それは心からの物で、ワタクシは彼らの関係性に共感を覚えたのだ。
「ワタクシは、お二人の詳細を深く知り得ていませんが、心に嘘を付いていけないと思ったので」
予想外の展開に二人は唖然としている。
見逃してはいけない事だ。
ただ、ワタクシの口は勝手に動いた。
「さあゴルド王子、王宮へお戻り下さいませ。ワタクシ以外の人間に見つかっては、何を言われるか分かりませぬ。」
コレがワタクシの隠れた理念であろうか、丁重にそして紳士的にゴルド王子に促した。
「あ、あぁ!恩に切る……紳士な癖者!礼は後から何でも言ってくれ!」
ゴルド王子は一瞬の安堵を感じさせる微笑みを見せて、ワタクシの手を取り頭を下げた。
「ケプルム、ゴメンな……またな」
フードを被り、女性と顔を合わせて別れを告げ颯爽と腰を低くして去っていった。
腕白な口調と行動は一国の王子に似合わぬ程、様に成る。それがゴルド王子という人間なのだろうか
「ありがとうございます!癖者さん!」
王子が見えなくなると、女性はワタクシに向かって頭を深々と下げていた。
「アナタは確か王子がケプルムと呼んでいましたね……初めましてポロペの護衛兵ベレッタと申します、以後お見知り置きを。」
ケプルムと呼ばれていた女性に体を向けて故郷のお辞儀をし優しく声を掛けた。
女性の抱えた花束は美しかった。
ワタクシは花の種類は存じ上げないので何の花なのかは分からないが、赤や黄色、青と様々な花が乱れていた。
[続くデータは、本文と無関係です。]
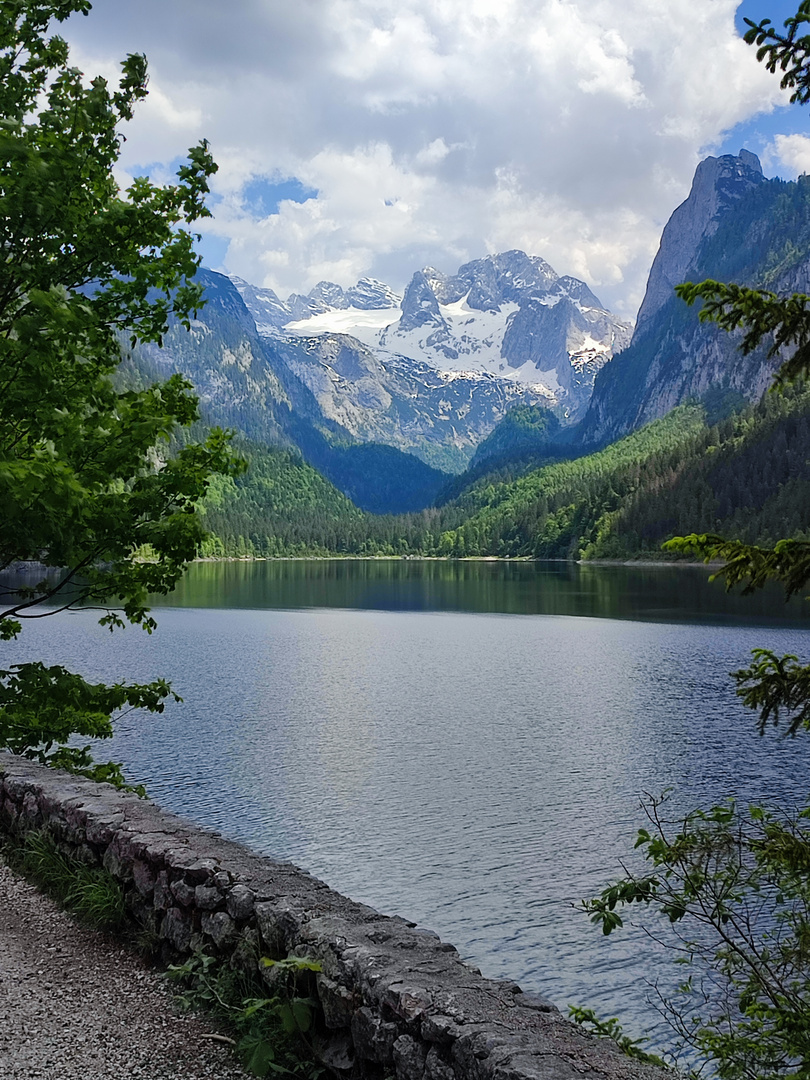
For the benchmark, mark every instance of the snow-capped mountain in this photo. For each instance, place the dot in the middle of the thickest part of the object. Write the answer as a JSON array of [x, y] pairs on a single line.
[[509, 315]]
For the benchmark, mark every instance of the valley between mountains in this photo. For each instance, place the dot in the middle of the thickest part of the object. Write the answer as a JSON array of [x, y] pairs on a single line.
[[502, 410]]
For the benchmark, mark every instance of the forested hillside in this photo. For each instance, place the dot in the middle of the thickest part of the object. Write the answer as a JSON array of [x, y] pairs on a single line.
[[743, 475]]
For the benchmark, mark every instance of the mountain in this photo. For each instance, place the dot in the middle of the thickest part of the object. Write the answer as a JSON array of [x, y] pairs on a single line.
[[439, 416], [507, 315], [244, 381], [734, 226]]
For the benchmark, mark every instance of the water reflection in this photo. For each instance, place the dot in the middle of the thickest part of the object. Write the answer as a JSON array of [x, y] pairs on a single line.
[[661, 593], [399, 730]]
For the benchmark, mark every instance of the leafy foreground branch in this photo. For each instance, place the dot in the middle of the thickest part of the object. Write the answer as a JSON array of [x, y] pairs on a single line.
[[88, 476], [734, 885]]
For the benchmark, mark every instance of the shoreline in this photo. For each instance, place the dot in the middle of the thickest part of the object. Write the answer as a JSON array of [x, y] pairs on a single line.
[[464, 558]]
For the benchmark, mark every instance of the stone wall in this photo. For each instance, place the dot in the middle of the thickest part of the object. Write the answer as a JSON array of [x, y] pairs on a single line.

「ポロペ国の護衛兵さんだったんですね、ご親切に目を瞑って下さりありがとうございます」
「さあ、それではワタクシは行かなくては」
もう、二人の関係性に関わるつもりはない。
黙認を続け、彼らの行く末を信じるのみ
例え身分差があろうと、許されざる事でも人の恋情に無闇やたらに口出しするのは野暮だろう。
ケプルムさんを背に仕事に戻ろうとした瞬間
「わ、私達は結ばれるのでしょうか?それとも、あ、諦めた方が私達の為でしょうか……」
ワタクシは後ろを振り返った。
ケプルムさんは曇った表情で深刻そうに話した。
「このまま、この関係性を続けていたら、いつかきっと悪い報いが来るんじゃないかって不安で辛くて痛くて……」
目に涙を浮かべ、涙声になった。
ケプルムさんは膝から崩れ落ち不安な感情を現れにした。
「でも離れようとしても……あの人の事をずっと考えて胸が張り裂けそうになるの」
恋情とは時に毒であり薬だ。
「未来で私達が堂々と晴れ空の下を歩く事は出来ないって考えると、どうすればいいか分からなくなって決断なんかしたくない……」
だが、毒にも薬でも違う性質が二つある。
それは行動力の促進性と思考的な変容力である。
「もうワタクシはこれ以上、関与致しません。
ですが、一言――」
ワタクシが正にその代表者だと自負している。
護衛兵としての任を快く受けたのも、ワタクシの理念に新たな物を付属したのも紛れもない、オーリア女王のお陰であるからだ。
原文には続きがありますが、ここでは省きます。